I recently read a story of an 11 year old boy in England who was bullied so incessantly at school that his parents decided to withdraw him from school and homeschool him. His schoolmates called him “nut boy” and threw nuts at him. Do you find this hard to believe? Are kids so cruel and un-empathetic? The answer, unfortunately, is yes.
I remember when my daughter was first diagnosed with a nut allergy a few years ago. I made calls to people I knew and people I didn’t to get all the information I could on allergies and how to handle them. I won’t forget how shocked I was when a father told me of his daughter’s allergy.
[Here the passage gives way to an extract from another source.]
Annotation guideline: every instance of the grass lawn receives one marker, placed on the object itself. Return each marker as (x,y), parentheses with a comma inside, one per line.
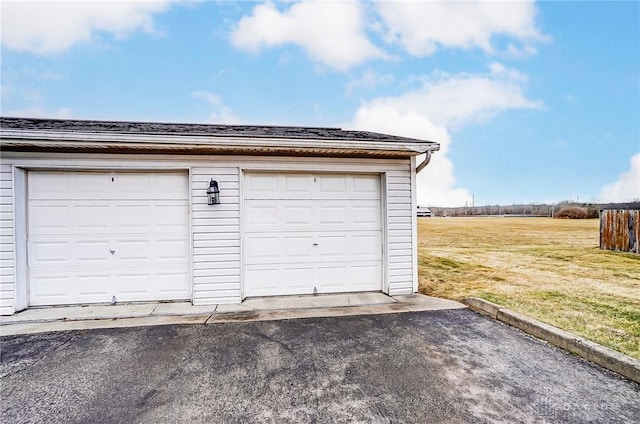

Though, to my relief, she had never had an anaphylactic reaction or the need to use an Epipen, she had been bullied because of her allergy.
When some girls her age found out that she was allergic to nuts, they had brought some to lunch and dared her to eat them, making fun of her when she didn’t. The dad got involved and the matter was quickly resolved. That’s a happy ending. So how do we teach our children to handle this? It’s bad enough to deal with a food allergy when you have the support of your peers, imagine when they use it against you.
I’m no expert on the matter of child psychology, but I think like with anything, education and strength is your ally. It may be beneficial to send in a book to your child’s class and have the teacher read it to the class, discussing allergies and the dangers of them. Or see if the Health teacher or school nurse can do a unit on allergies, without drawing unwanted attention to your child.
It also is probably a good idea to not focus on the allergy, though it is important for your child to be aware of it and know how to talk about it, and defend himself if necessary. In other words, at the age where bullying begins, your child can take care of his allergy with more subtle means. And if it becomes a problem, get involved. Go to the teacher, the administration, counselor or other parents. Don’t let it get out of hand. As your child sees you standing up, so will he. Very importantly, teach your child not to succumb to it. Don’t eat nuts on a dare, don’t drink milk because someone called you a name, and don’t put yourself in danger because of someone else.
We can find strength in the things that we struggle with. Maybe your child’s allergy will help him find the strength others may not have. Above all else, assure your child that an allergy does not make him “weird” or “out of place.” It’s just something he has, just like all the differences that make us important in the world.
Unfortunately bullying exists, and those that bully are looking for someone weaker to pick on. Teach your child strength and confidence. And teach kindness, it’s bound to rub off on the others.